Search code examples
passwordswebsphereencode

Liberty encoded datasource password not working

I'm trying to secure a Liberty 20.0.0.3 docker image and can't get an encoded password for a datasource to work. The plain text password is working fine.
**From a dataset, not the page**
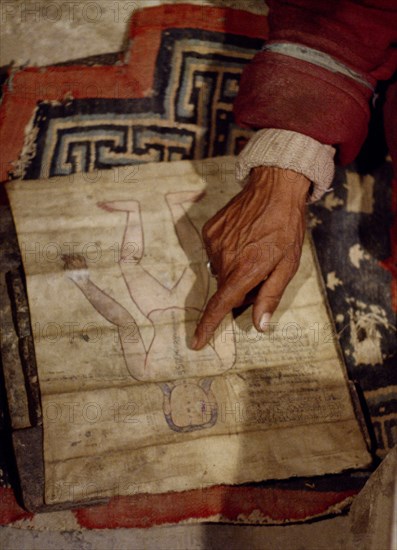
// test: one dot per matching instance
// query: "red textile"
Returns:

Here's what I've tried so far:

securityUtility encode --encoding=aes mypa$$word
{aes}ADPrOj1GfH/9Am3TSqT7MLN0+sRPkXHUAy7RIk+dbRmZR0fEQTEkzHv1lDTnGhGeaA==

In my datasource configuration I have:

<dataSource id="DS1" jndiName="jdbc/DS1" transactional="true">
    <jdbcDriver libraryRef="MSSQL"/>
    <properties.microsoft.sqlserver serverName="myserver" instanceName="myinstance" databaseName="mydatabase" user="myuser" password="{aes}ADPrOj1GfH/9Am3TSqT7MLN0+sRPkXHUAy7RIk+dbRmZR0fEQTEkzHv1lDTnGhGeaA==" />
</dataSource>

which gives:

### Cause: java.sql.SQLException: Login failed for user 'myuser'. ClientConnectionId:d521779d-9316-4adf-ab61-9118cf66a940 DSRA0010E: SQL State = S0001, Error Code = 18,456

I then changed the configuration to this:

<dataSource id="DS1" jndiName="jdbc/DS1" transactional="true">
    <jdbcDriver libraryRef="MSSQL"/>
    <containerAuthData user="myuser" password="{aes}ADPrOj1GfH/9Am3TSqT7MLN0+sRPkXHUAy7RIk+dbRmZR0fEQTEkzHv1lDTnGhGeaA==" />
    <properties.microsoft.sqlserver serverName="myserver" instanceName="myinstance" databaseName="mydatabase" />
</dataSource>

and I get

### Cause: java.sql.SQLException: Login failed for user ''. ClientConnectionId:34a029da-e38a-4d54-a943-9c975009ccba DSRA0010E: SQL State = S0001, Error Code = 18,456

Finally, I tried moving password to bootstrap.properties and using as a property

bootstrap.properties
pwd={aes}ADPrOj1GfH/9Am3TSqT7MLN0+sRPkXHUAy7RIk+dbRmZR0fEQTEkzHv1lDTnGhGeaA==

<dataSource id="DS1" jndiName="jdbc/DS1" transactional="true">
    <jdbcDriver libraryRef="MSSQL"/>
    <properties.microsoft.sqlserver serverName="myserver" instanceName="myinstance" databaseName="mydatabase" user="myuser" password="${pwd}" />
</dataSource>

### Cause: java.sql.SQLException: Login failed for user 'myuser'. ClientConnectionId:d521779d-9316-4adf-ab61-9118cf66a940 DSRA0010E: SQL State = S0001, Error Code = 18,456

I'm running the securityUtility command on the docker container so there shouldn't be any OS diffs that would cause an issue. My actual password does contain a $ character though so could that be throwing it off? I also read the code page compatibility should be checked, how do I do that on a docker image terminal?

Solution

  • According to this knowledge center doc for the securityUtility command, some operating systems require single quotes around the supplied arguments. I noticed that if I try the following on Mac,

    ./securityUtility encode --encoding=aes mypa$$word

    vs

    ./securityUtility encode --encoding=aes 'mypa$$word'

    they generate different output. And furthermore, when I decode them, the former decodes to:

    mypa15652word

    whereas the latter decodes to

    mypa$$word

    If you are wondering where the 15652 comes from, if I run

    echo $$

    from the Mac command prompt, I get back 15652, which looks to be the current proccess id.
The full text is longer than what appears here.